Instead of playing out the rope, Orville, with a happy, carefree shout, dove into the flossy mass. As he was swallowed into its darkness, he addressed the old man below: “Your prayers have been answered, sir. You’ve led us across the Red Sea, and now the Lord is feeding us manna. Taste the stuff—taste it! We don’t have to worry about those supplies. This is the reason for the Plants. This is their fruit. This is manna from heaven.”

In the brief stampede over the edge, Mae Stromberg sprained her ankle. Anderson knew better than to pit his authority against raw hunger. He hesitated to eat the fruit himself, for it could be poisonous, but his body’s need strained against an overcautious will. If the rest of them were to be poisoned, he might as well join them.

It tasted good.

Yes
, he thought,
it must seem like manna to them
. And even as the sugary floss condensed on his tongue into droplets of honey, he hated the Plant for seeming so much their friend and their deliverer. For making its poison so delicious.

At his feet the lamp burned unnaturally bright. The floor, though hard enough to hold him up, was not rock-solid. He took out his pocket knife, brushed away the matted floss, and cut a slice of this more solid substance from the fruit. It was crisp, like an Idaho potato, and juicy. It had a blander and less acid taste than the floss. He cut out another piece. He could not stop eating.
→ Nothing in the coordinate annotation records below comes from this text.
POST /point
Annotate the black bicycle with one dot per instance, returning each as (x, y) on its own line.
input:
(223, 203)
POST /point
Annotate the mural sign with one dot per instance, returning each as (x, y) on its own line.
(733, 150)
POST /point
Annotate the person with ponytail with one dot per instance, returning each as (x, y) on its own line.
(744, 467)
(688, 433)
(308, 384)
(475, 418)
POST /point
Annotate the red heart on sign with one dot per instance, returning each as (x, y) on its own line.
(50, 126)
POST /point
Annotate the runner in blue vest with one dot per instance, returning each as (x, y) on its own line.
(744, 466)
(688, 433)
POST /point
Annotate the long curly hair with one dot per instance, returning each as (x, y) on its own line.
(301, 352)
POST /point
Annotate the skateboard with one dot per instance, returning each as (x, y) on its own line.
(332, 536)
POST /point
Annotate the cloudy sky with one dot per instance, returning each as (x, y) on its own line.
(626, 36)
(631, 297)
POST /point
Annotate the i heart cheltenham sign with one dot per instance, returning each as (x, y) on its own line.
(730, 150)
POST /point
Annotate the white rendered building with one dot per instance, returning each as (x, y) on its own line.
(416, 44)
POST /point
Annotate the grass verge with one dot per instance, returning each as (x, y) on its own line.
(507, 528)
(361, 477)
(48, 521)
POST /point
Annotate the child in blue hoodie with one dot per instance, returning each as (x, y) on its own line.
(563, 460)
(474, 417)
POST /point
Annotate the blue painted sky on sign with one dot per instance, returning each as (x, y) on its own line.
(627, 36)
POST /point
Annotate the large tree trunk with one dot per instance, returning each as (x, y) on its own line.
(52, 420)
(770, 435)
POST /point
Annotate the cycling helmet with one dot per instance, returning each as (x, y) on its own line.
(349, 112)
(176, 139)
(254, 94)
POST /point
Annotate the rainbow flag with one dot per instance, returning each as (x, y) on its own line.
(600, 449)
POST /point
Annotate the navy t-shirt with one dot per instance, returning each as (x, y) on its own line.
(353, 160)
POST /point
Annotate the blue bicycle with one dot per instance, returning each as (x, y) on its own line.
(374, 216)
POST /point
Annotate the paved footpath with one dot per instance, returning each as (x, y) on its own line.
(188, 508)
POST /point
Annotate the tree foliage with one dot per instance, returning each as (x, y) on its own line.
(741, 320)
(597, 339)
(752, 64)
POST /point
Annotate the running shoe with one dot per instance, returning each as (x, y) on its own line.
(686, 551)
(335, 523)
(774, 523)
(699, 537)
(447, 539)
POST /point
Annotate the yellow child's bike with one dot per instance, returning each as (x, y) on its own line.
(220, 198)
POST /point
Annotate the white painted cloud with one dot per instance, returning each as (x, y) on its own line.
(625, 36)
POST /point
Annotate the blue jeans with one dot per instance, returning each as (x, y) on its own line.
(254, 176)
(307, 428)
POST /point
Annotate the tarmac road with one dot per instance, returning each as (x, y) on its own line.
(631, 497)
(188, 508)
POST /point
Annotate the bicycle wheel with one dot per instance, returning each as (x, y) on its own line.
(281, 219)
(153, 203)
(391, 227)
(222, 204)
Around Anderson, out of range of the lamp, the citizens of Tassel (but was there still a Tassel of which they could be said to be citizens?) snuffled and ate like swine at a trough. Most of them did not bother to press the floss into comfortable mouthfuls but pushed it blindly into their mouths, biting their own fingers and gagging in their greedy haste. Strands of the pulp adhered to their clothes and tangled in their hair. It stuck to the lashes of their closed eyes.

An upright figure advanced into the sphere of lamplight. It was Jeremiah Orville. “I’m sorry,” he said, “if I started all this. I shouldn’t have spoken out of turn. I should have waited for you to say what to do. I wasn’t thinking.”

“That’s all right,” Anderson assured him, his mouth full of half-chewed fruit. “It would have happened the same no matter what you did. Or what I did.”

Orville sat down beside the older man. “In the morning…” he began.

“Morning? It must be morning now.” In fact, they had no way to know. The only working timepieces—an alarm clock and two wristwatches—had been kept in a box in the commonroom for safety. No one escaping the fire had thought to rescue the box.

“Well, when everyone’s fed full and they’ve got some sleep—that’s what I meant—then you can set them to work. We’ve lost a battle, but there’s still a war to fight.”

Orville’s tone was politely optimistic, but Anderson found it oppressive. To have come to sanctuary after a disaster did not erase the memory of the disaster. Indeed, Anderson, now that he had stopped running from it, was only just becoming aware of its magnitude. “What work?” he asked, spitting out the rest of the fruit.

“Whatever work you say, sir. Exploring. Clearing out a space down here to live in. Going back to the main root for the supplies we dropped there. Pretty soon, you might even send a scout back to see if anything can be salvaged from the fire.”

Anderson made no reply. Sullenly he recognized that Orville was right. Sullenly he admired his resourcefulness, just as, twenty years earlier, he might have admired an opponent’s fighting style in a brawl at Red Fox Tavern. Though to Anderson’s taste the style was a little too fancy, you had to give the bastard credit for keeping on his feet.

It was strange, but Anderson’s whole body was tensed as though for a fight, as though he
had
been drinking.

Orville was saying something. “
What’d
you say?” Anderson asked in a jeering tone. He hoped it was something that would give him an excuse to smash his face in, the smart punk.

“I said—I’m very sorry about your wife. I can’t understand why she did that. I know how you must be feeling.”

Anderson’s fists unclenched, his jaw grew slack. He felt the pressure of tears behind his eyes, the pressure that had been there all along, but he knew that he could not afford to give in to it. He could not afford the least weakness now.

“Thank you,” he said. Then he cut out another large wedge of the solider, more succulent fruit, split it in two, and gave part to Jeremiah Orville. “You’ve done well tonight,” he said. “I will not forget it.”

Orville left him to whatever thoughts he had and went looking for Blossom. Anderson, alone, thought of his wife with a stony, dumb grief. He could not understand why she had, as he considered it, committed suicide.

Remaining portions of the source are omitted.